The station consists of two different parts. A few meters below the surface are the platforms of the Circle Line and the District Line. At a depth of 32 meters there are the platforms of the Jubilee Line. Westminster is thus one of the deepest stations in the entire metro network.
On 24 December 1868, the Metropolitan District Railway (predecessor company of the District Line ) opened a station, the first Westminster Bridge was called. She was until May 30, 1870 terminus, as the extension to Mansion House went into operation. In 1907 the name was changed in Westminster. In the 1920s, on the Victoria Embankment was a new, designed by Charles Holden side entrance building.
The extension of the Jubilee Line in the Docklands and Stratford meant that the station under running operation had to be completely rebuilt. The new platforms were opened on 22 December 1999, since 20 November 1999, however, the trains navigated the section between Green Park and Waterloo.
While the new building is a large, 39 meter deep cavity was dug under the platforms of the Circle Line and the District Line to it down to install the escalators, lifts and stairs to the platforms on the Jubilee Line. It was the deepest shaft in the center of London, had ever been dug. One of the biggest problems that had to solve the engineers there, so around the upper platforms to build the new building that the ongoing operation of trains was not affected was. The tracks had to be reduced by 30 centimeters. This was done millimeter by millimeter in numerous steps during the short night breaks in operation. From the old, more than 130 -year-old station nothing remained.
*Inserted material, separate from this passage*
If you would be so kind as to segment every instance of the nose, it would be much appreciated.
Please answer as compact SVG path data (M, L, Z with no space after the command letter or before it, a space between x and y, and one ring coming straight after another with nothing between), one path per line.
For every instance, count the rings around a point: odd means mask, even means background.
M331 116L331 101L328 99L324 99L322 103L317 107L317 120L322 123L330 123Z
The architect Michael Hopkins won in 2001 with his design for this cavernous station complex the prestigious Stirling Prize, which is awarded annually by the Royal Institute of British Architects of the most outstanding buildings. The interior of the station is very strict; gigantic concrete columns intersect with escalators and intermediate floors made of stainless steel. This creates the feeling of being in a huge spaceship. The station complex also serves as the foundation of Portcullis House, where the offices of most MPs are.
As in the other opened in 1999 tunnel stations of the Jubilee Line extension are also the platforms at Westminster separated by a glass wall from the tracks. The attached at regular intervals in the wall platform doors open synchronously to the doors of the cars. In addition to improving the air circulation thereby also improve the safety of passengers is to be achieved. Because of the limited space, the platforms of the Jubilee Line are arranged one above the other.